It has been postulated that neoadjuvant chemoradiation, while improving locoregional control and rates of margin-negative resection, has a deleterious effect on long-term functional outcomes, particularly after surgery for ultralow tumors. However, a recent multivariate analysis did not support this in ISR cases, finding the only significant predictors of continence were distance of the tumor from the anal ring and distance of the anastomosis from the anal verge. There was also no difference with age or extent of internal sphincter resection.⁷⁰ Another report did find significant functional differences when comparing partial ISR (resection above the dentate line), subtotal ISR (resection at the dentate line), and total ISR (resection from the intersphincteric groove). Patients with more extensive sphincter resection had higher fecal incontinence scores, more frequent nocturnal leakage, and more problems with discrimination. In addition, manometric studies at 12 months showed greater reductions in mean resting pressure. Overall though, quality of life was maintained in the majority of patients and function improved over time in both studies.⁷¹

Chemoradiation should be used preoperatively when performing sphincter-preserving resections for T3 or T4 rectal lesions or for any node-positive disease stages II or III. There is some evidence that preoperative radiation results in less morbidity than postoperative radiation therapy when a coloanal anastomosis is planned. In a study of 109 patients treated with a low anterior resection and a straight coloanal anastomosis, those receiving preoperative radiation therapy had a lower incidence of adverse effects on anal function than those receiving postoperative radiation.⁷² The authors attributed this to sparing of the neorectum from these effects. Relative benefits and outcomes for preoperative chemoradiation versus postoperative chemoradiation will be discussed in detail in following sections.

Total Mesorectal Resection

The goal of the resection of rectal tumors is the removal of the tumor with an adequate margin as well as removal of draining LNs and lymphatics to properly stage the tumor and to reduce the risk of recurrence and spread. For lesions in the intraperitoneal colon, the lymphatics and vascular supply are found in the mesentery associated with that region of bowel.
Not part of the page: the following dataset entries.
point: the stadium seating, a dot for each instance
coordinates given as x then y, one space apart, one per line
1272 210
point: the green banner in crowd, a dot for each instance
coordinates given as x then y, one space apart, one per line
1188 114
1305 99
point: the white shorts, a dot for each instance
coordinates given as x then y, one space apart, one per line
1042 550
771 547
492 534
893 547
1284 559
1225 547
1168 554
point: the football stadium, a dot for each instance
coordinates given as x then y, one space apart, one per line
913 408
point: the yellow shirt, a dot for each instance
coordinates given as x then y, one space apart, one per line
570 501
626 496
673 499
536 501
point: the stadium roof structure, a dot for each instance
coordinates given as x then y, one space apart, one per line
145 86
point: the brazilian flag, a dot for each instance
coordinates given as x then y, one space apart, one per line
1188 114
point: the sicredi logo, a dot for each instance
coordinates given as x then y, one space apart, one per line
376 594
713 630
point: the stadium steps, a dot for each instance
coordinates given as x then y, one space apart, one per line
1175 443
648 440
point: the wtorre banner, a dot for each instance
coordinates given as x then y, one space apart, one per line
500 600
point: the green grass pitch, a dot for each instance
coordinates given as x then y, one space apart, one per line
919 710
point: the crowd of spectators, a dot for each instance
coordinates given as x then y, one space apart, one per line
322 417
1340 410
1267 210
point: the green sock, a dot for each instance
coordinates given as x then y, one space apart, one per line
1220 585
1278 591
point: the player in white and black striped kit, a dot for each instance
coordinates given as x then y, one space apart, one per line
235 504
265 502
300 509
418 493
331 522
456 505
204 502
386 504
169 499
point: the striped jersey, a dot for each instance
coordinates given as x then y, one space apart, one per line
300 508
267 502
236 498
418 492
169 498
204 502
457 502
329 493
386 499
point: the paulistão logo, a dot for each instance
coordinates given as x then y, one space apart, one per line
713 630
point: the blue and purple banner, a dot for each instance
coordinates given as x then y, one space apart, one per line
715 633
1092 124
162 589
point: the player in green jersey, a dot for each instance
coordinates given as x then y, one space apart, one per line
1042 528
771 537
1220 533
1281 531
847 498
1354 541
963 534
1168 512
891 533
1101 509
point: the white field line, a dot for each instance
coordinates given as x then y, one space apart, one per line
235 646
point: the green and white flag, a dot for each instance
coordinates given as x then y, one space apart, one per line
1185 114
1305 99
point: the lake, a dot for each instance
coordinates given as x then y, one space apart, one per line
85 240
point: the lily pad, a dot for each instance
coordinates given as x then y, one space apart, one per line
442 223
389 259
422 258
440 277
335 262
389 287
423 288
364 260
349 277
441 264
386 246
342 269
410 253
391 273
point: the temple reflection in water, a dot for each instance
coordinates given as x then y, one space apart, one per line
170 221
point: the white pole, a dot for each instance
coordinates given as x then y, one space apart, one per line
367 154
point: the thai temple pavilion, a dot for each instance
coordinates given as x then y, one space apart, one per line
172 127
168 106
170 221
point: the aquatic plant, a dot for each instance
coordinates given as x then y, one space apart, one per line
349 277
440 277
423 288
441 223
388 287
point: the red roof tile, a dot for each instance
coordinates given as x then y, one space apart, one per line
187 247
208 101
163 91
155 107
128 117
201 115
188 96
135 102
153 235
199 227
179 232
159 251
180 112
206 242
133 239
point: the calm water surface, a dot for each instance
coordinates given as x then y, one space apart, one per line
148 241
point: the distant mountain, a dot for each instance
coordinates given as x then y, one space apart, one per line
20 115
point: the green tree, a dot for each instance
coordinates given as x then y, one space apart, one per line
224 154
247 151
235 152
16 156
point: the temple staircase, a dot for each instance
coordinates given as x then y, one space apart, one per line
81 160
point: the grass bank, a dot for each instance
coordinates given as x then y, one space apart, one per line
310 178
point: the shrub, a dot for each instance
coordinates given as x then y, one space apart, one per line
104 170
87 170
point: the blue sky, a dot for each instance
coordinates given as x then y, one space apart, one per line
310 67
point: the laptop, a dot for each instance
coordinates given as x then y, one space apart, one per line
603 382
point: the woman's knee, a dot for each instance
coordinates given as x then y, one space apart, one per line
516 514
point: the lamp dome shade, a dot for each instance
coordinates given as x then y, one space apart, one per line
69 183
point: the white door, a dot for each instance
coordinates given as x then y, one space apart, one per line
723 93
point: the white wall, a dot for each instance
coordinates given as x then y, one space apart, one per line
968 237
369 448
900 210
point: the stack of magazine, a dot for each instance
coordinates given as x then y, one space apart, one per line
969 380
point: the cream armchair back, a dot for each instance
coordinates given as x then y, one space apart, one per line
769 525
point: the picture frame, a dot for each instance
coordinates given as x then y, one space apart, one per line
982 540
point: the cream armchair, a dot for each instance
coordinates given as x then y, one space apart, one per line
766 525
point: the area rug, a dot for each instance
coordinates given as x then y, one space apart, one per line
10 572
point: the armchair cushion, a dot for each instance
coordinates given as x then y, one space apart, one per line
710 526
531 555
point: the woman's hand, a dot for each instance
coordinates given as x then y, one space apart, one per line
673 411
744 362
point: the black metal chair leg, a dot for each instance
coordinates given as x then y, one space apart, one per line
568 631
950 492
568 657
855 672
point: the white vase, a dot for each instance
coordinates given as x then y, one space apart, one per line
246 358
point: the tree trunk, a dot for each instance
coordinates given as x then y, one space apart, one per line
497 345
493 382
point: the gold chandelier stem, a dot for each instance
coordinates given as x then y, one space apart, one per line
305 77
In the rectum, the mesorectum is the structure that contains the blood supply and lymphatics for the upper, middle, and lower rectum. Most involved LNs for rectal cancers are found within the mesorectum, with T1 lesions associated with positive LNs in 5.7% of cases, T2 lesions having positive LNs in 20% of cases, and T3 and T4 lesions having positive LNs in 65% and 78% of cases, respectively.⁷³

The anatomy and approach to mesorectal excision is depicted in Figure 60.3. This operation involves a sharp dissection occurring in an avascular plane between the fascia propria of the rectum and the presacral membrane, beyond the region where most of the nodes are located. After a TME, the specimen is typically shiny and bilobed in contrast to the irregular and rough surface after a blunt dissection, where much of the mesorectal fat is left behind. TME attempts not only to clear involved LNs but also to adequately manage the radial margins of the rectal tumor. These radial margins have been shown to be more important with respect to the risk of local regional recurrence than the distal mucosal margin.^66,74 Distal mucosal margins of ≥1 cm are adequate for local control; however, the margin on the mesorectum should extend beyond the distal mucosal margin in order to ensure a successful surgical outcome.^64,66 Numerous studies have demonstrated the benefit of TME, and it is now considered the standard of care for the surgical management of middle and lower third rectal cancers.^5,75–77 Although some studies have suggested that an adequate TME might in and of itself be sufficient management for T2 and T3 rectal cancers, the majority of the literature still supports the use of adjuvant chemoradiation for stages II and III disease even when combined with TME.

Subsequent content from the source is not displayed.